The University’s Board of Trustees approved the removal of four names from campus buildings at a special meeting Wednesday.
The board voted 11-2 on four separate motions to remove the names Charles Brantley Aycock, Julian Shakespeare Carr, Josephus Daniels and Thomas Ruffin Sr. from buildings on campus. The meeting was livestreamed for the public on YouTube. With this vote, the board has approved five name changes, including renaming Saunders Hall to Carolina Hall in 2015.
The University Commission on History, Race and a Way Forward recommended earlier this month that the names of Charles Brantley Aycock (Aycock Residence Hall), Julian Shakespeare Carr (Carr Building), Josephus Daniels (Daniels Building), Thomas Ruffin and Thomas Ruffin Jr. (Ruffin Residence Hall) be removed due to the individuals’ racist views and actions.
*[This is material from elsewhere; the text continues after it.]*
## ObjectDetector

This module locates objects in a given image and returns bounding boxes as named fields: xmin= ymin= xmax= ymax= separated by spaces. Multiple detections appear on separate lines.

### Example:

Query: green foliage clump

Trustees asked for more research into Thomas Ruffin Jr.’s legacy before voting on the removal of his name.
“We are serious about reckoning with our history as a university,” Chair Richard Stevens said. “We have much work to do still, as a board and as a University community, to promote a deeper understanding of our history and to rectify the wrongs of racism.”
After the vote, the board approved the interim names for the buildings proposed by Chancellor Kevin M. Guskiewicz. Effective immediately:
- Aycock will be called “Residence Hall One in Lower Quad.”
- Ruffin Residence Hall, which was co-named for Thomas Ruffin Jr., will still be known as Ruffin for the time being. Signage will be changed to remove the elder Ruffin.
- Carr will be called “Student Affairs building” to reflect the nature of the majority of the administrative work that takes place there.
- Daniels will be called “UNC Student Stores.”
Guskiewicz authorized Associate Vice Chancellor for Facilities Services Anna Wu to begin making the changes to the buildings immediately. Crews began work Wednesday afternoon, removing Carr’s name from the Student Affairs building. Other name removals and signage changes are expected to continue this week.
“If we kept these names on our buildings, I believe we jeopardize our integrity and impede our mission of teaching, research and service to all North Carolinians,” Guskiewicz said. “Continuing to honor these men is antithetical to our work in building a diverse and inclusive community.”
In introducing the motion to remove the names, trustee Gene Davis said, “If you had told me a year ago that I would be supporting changing the names of buildings on our campus, I probably would have told you that I believe the right thing to do was to contextualize those names … but not remove those names from the buildings. That is not where I am today.”
Davis said he supported removing the names “not with a view toward erasing history, but rather with a view toward the arc of the moral universe bending a bit more toward justice.”
The decision to remove these four names comes on the heels of the board overturning a moratorium on building name changes in June and approving a new procedure for removing names earlier this month.
Before the vote to remove the names, trustee John Preyer proposed that, rather than remove their names from campus buildings, the University host a “forgiveness day” for the individuals and their descendants. The motion was tabled.
“People can forgive, and I hope they can, but that’s not what this is about, in my opinion,” said trustee Ralph Meekins.
Under the new name removal procedure, a committee appointed by Guskiewicz reviews written requests for the removal of a name, investigates the claims and provides a written report of their recommendation. Vice Chancellor for Development David Routh led the review committee that met earlier this month and voted that the names of Aycock, Carr, Daniels, Thomas Ruffin and Thomas Ruffin Jr. be removed, as recommended by the University Commission on History, Race and a Way Forward.
Typically, buildings are named using guidelines from the University’s Policy on Naming Buildings and Units, but the chancellor and trustees may establish a different process for renaming buildings.
“The current names announced today are only temporary,” Guskiewicz said. “We will need to move forward thoughtfully and deliberatively as we consider what names should be on these buildings. This will take some time.”